California Energy Officials Plan for Life Without San Onofre
By Abby Sewell, Los Angeles Times
June 24, 2012
California energy officials are beginning to plan for the possibility of a long-range future without the San Onofre nuclear power plant.
The plant’s unexpected, nearly five-month outage has had officials scrambling to replace its power this summer and has become a wild card in already complicated discussions about the state’s energy future.
That long-range planning process already involves dealing with the possible repercussions of climate change, a mandate to boost the state’s use of renewable sources to 33% of the energy supply by 2020 and another mandate to phase out a process known as once-through cooling, which uses ocean water to cool coastal power plants, that will probably take some other plants out of service.

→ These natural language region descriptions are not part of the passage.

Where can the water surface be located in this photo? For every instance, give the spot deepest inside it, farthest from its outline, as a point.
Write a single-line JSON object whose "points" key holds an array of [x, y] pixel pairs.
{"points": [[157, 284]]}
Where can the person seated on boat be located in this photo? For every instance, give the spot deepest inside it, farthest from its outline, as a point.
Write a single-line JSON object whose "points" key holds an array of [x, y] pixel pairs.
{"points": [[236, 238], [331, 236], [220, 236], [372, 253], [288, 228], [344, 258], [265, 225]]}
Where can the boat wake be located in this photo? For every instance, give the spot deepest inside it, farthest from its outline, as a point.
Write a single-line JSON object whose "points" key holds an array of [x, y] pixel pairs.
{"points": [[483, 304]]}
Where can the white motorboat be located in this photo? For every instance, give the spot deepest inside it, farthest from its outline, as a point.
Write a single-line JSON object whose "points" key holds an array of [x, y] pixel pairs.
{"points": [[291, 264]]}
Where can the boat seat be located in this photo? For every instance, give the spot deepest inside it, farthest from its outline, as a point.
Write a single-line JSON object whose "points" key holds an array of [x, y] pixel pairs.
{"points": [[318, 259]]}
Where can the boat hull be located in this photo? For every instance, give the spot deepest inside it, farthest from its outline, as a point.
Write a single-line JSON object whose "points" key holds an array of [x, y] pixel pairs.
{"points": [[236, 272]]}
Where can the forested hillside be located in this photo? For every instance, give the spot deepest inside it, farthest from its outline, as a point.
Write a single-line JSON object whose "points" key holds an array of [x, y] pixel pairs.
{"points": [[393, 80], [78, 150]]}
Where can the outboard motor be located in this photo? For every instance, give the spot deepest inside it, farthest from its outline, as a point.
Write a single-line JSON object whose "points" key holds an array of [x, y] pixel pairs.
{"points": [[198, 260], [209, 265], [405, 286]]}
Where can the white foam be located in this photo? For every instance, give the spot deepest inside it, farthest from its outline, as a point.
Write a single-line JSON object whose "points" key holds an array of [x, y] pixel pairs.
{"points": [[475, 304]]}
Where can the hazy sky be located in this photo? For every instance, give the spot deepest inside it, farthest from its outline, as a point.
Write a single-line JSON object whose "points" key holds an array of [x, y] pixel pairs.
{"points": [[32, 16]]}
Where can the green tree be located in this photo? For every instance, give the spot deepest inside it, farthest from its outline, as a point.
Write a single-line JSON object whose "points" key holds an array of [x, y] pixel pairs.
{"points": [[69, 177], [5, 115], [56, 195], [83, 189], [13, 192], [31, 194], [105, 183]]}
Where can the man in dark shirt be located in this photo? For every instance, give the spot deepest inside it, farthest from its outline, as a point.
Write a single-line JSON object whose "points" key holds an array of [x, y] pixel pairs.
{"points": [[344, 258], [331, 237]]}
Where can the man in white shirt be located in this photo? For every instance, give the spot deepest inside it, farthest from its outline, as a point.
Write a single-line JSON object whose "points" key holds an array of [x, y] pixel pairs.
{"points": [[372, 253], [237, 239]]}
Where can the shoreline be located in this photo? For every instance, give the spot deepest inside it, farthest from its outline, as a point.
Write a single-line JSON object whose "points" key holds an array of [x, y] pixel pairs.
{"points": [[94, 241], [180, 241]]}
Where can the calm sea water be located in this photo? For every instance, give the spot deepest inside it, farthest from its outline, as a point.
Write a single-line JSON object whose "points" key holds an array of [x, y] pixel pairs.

“Some of the weaknesses we have in the infrastructure [of Southern California] are laid bare by San Onofre,” said Steve Berberich, chief executive of the California Independent System Operator, the nonprofit that oversees most of the state’s energy grid.
Before the current closure, 19% of Edison’s power was generated by San Onofre. Though the reactors might never return to that level of operation, replacing the power permanently would take a massive, long-term planning effort. The Huntington Beach gas generators will be available only for a few months.
Nuclear energy has been a relatively cheap source of power and one that doesn’t contribute to global warming, but the energy is not worth the long-term risk. As we have said before, California, with its network of earthquake faults and the environmental health of the ocean to consider, is the wrong place for such plants. Now is the perfect time for Edison, and the state as a whole, to begin the planning for a non-nuclear future.